Paxton wrote in a statement, “Congress acted egregiously by passing the largest spending bill in U.S. history with fewer than half the members of the House bothering to do their jobs, show up, and vote in person.”

“Former Speaker Nancy Pelosi abused proxy voting under the pretext of COVID-19 to pass this law, then Biden signed it, knowing they violated the Constitution. This was a stunning violation of the rule of law. I am relieved the Court upheld the Constitution,” his statement continued.

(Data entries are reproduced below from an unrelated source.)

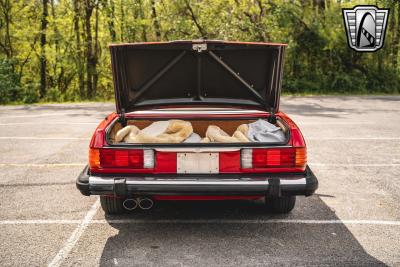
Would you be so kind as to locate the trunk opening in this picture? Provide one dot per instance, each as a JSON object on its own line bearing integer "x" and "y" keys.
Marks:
{"x": 200, "y": 126}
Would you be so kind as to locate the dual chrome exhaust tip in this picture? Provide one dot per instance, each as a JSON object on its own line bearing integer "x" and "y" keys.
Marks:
{"x": 143, "y": 203}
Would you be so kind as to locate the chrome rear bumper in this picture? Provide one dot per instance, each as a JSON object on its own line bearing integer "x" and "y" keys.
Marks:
{"x": 261, "y": 184}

While the ruling doesn’t invalidate the entire $1.7 trillion bill signed by Biden, it does enjoin application of the Pregnant Workers Fairness Act against Texas.

Judge James Wesley Hendrix ruled, “Although the Court finds that the passage of the Consolidated Appropriations Act violated the Constitution, Texas does not seek an injunction of—and the Court does not enjoin—the entire Act.”

The judge continued, “Rather, the Court enjoins only the application of the Pregnant Workers Fairness Act against Texas. The relief granted here is limited to abating the injury that Texas has proven will occur.”

He added, “Based on the Quorum Clause’s text, original public meaning, and historical practice, the Court concludes that the Quorum Clause bars the creation of a quorum by including non-present members participating by proxy.”

Hendrix explained, “Supreme Court precedent has long held that the Quorum Clause requires presence, and the Clause’s text distinguishes those absent members from the quorum and provides a mechanism for obtaining a physical quorum by compelling absent members to attend. This power to compel attendance makes little sense divorced from physical presence.”

The decision sets up a potential showdown over negating parts of Biden’s agenda passed in the spending bill midway through his reelection campaign.

The White House did not comment on the ruling, leaving uncertainty around clawing back spending that has already occurred.